One pundit said he hoped Trump wouldn’t be too isolationist in his goals.

“[Trump’s] presidency intends to repudiate the elite visions not only of liberal Democrats but the Republican establishment in Washington,” said Robert Kaufman, a public policy professor at Pepperdine University.  “Through pledging to bolster old alliances and forge new ones, Trump vowed to put American interests narrowly understood foremost, embracing American exceptionalism but renouncing categorically America imposing its values on anyone. I hope he does not mean that in any and all circumstances, because that is just what we did on Nazi Germany and Imperial Japan — justly and effectively — after World War II.”

It’s not likely, though, that Trump seeks to start wars, only to finish any aggression aimed at the United States and its allies.

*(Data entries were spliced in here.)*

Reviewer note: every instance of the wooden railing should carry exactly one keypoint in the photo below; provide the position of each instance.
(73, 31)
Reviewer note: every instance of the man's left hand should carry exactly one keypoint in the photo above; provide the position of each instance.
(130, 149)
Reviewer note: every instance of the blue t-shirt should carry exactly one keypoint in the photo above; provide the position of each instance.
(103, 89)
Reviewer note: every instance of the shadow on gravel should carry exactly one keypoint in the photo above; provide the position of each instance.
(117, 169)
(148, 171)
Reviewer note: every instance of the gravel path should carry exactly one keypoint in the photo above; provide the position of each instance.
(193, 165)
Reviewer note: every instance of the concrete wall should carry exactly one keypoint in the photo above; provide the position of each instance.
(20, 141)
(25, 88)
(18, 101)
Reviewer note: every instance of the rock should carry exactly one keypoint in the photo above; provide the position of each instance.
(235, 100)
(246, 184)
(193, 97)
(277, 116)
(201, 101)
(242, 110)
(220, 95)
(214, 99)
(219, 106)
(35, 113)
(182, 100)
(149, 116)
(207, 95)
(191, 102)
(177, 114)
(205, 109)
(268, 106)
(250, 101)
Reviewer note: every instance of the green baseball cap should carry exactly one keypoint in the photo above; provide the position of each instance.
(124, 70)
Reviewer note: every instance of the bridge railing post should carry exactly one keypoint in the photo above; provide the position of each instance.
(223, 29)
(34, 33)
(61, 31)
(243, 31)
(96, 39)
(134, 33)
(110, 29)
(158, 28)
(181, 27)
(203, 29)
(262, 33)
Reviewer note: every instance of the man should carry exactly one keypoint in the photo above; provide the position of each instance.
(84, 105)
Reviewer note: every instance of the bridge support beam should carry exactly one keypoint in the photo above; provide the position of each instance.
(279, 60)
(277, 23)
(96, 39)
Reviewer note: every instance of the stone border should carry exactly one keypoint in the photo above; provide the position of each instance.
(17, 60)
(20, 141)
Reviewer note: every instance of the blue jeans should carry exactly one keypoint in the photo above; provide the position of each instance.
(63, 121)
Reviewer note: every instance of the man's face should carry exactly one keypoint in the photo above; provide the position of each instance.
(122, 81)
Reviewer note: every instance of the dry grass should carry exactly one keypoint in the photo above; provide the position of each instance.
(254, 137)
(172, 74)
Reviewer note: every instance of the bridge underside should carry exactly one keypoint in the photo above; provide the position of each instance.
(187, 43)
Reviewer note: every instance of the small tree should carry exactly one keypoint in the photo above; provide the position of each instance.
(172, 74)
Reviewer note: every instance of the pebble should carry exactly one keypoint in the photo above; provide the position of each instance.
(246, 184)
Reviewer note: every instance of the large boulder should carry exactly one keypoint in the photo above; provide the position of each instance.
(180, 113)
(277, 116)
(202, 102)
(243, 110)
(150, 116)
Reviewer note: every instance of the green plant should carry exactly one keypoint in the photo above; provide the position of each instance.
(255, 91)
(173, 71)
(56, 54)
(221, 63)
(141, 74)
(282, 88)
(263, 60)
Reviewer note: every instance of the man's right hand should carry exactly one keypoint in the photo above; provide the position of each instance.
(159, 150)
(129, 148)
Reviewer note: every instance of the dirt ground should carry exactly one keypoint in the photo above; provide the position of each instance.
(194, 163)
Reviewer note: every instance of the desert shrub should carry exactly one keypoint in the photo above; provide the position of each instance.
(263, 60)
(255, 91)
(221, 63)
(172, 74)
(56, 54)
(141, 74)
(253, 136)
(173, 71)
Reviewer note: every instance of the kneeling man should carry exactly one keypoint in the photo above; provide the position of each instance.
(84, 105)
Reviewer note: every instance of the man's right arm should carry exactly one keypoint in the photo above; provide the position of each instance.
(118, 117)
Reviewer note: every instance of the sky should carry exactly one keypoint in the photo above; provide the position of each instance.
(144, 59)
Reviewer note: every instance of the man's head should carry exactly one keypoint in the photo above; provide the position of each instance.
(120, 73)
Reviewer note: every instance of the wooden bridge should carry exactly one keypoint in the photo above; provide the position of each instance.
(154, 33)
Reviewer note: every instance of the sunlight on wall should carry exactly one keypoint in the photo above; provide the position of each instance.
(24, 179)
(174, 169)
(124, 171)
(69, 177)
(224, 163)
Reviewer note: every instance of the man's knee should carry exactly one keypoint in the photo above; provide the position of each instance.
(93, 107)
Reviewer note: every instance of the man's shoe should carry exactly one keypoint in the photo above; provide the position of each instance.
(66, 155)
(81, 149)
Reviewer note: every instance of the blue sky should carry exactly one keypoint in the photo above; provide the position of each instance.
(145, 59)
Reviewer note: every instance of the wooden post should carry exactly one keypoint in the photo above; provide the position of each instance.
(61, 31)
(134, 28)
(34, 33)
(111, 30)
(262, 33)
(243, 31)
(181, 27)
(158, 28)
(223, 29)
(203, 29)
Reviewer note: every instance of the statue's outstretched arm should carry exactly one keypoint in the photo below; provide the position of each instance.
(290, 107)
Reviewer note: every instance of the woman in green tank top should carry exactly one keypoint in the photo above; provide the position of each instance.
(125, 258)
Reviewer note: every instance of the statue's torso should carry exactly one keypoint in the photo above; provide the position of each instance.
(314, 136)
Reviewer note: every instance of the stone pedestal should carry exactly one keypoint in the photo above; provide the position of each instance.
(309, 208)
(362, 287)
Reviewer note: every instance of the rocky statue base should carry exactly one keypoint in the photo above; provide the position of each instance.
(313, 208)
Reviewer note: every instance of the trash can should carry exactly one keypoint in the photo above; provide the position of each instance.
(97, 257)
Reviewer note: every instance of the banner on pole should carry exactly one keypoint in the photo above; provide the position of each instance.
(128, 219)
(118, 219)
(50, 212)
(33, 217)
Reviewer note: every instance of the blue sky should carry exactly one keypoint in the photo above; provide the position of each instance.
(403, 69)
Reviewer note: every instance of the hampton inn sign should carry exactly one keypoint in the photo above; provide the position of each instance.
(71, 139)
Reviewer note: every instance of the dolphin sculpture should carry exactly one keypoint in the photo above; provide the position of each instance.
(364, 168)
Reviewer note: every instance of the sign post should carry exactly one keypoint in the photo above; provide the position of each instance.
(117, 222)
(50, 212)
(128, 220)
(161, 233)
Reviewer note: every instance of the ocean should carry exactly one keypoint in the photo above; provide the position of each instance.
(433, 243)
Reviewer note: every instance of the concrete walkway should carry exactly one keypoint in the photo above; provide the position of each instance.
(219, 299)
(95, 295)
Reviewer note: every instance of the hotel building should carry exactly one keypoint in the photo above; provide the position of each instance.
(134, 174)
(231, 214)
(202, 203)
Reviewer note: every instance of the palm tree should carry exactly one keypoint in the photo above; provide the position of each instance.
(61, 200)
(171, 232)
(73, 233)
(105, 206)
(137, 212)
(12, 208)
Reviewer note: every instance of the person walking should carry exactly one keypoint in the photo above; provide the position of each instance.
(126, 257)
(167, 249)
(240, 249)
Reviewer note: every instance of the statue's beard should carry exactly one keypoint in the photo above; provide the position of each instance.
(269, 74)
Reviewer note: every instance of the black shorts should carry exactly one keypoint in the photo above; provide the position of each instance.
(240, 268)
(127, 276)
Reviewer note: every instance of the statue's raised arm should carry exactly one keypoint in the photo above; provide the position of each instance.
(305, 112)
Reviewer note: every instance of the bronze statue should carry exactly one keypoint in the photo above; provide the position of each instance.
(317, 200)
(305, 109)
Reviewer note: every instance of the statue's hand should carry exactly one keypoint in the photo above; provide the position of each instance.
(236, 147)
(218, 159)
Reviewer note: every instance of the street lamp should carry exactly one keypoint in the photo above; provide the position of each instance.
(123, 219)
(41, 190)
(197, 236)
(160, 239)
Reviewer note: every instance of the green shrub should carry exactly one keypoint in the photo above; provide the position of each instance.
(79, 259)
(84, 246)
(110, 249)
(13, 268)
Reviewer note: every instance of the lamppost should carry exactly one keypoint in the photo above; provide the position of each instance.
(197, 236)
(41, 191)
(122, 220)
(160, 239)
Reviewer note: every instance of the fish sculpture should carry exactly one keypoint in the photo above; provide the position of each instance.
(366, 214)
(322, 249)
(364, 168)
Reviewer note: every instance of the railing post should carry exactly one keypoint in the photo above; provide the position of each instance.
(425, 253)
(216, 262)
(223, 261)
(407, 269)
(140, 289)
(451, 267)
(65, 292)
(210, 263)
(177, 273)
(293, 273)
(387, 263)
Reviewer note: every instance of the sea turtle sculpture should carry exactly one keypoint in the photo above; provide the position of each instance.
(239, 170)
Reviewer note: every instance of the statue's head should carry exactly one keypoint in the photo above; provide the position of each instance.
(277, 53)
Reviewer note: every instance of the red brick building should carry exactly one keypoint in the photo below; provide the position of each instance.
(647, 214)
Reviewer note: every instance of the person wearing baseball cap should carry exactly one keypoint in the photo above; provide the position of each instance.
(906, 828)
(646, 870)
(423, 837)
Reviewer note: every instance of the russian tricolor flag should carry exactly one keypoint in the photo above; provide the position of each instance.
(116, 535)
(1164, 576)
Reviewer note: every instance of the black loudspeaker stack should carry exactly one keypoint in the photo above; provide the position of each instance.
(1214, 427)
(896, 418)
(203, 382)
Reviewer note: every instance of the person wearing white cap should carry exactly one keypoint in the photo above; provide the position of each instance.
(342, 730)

Trump ran consistently as a skeptic of war. And he focused on terrorism on the campaign trail.

Kaufman believes Trump is on the way to a new type of populism, combing strength, peace and economic prosperity.

“Trump’s vision of America first — or a revival of President Andrew Jackson’s version adapted to the conditions of the 21st century — bears little relation however to the disreputable isolationist version of Charles Lindbergh before World War II,” said Kaufman. “He vowed for example to defeat Islamist terrorism unconditionally. Trump also appealed not just to his core constituency of the forgotten men and women living outside the Beltway but to all Americans.”

It was a plea to be united that touched Kaufman and many others.

“[Trump] not only condemned prejudice of any variety, but emphasized that America is at its best — indeed, unstoppable — when we are united: all races, creeds, and colors,” Kaufman said.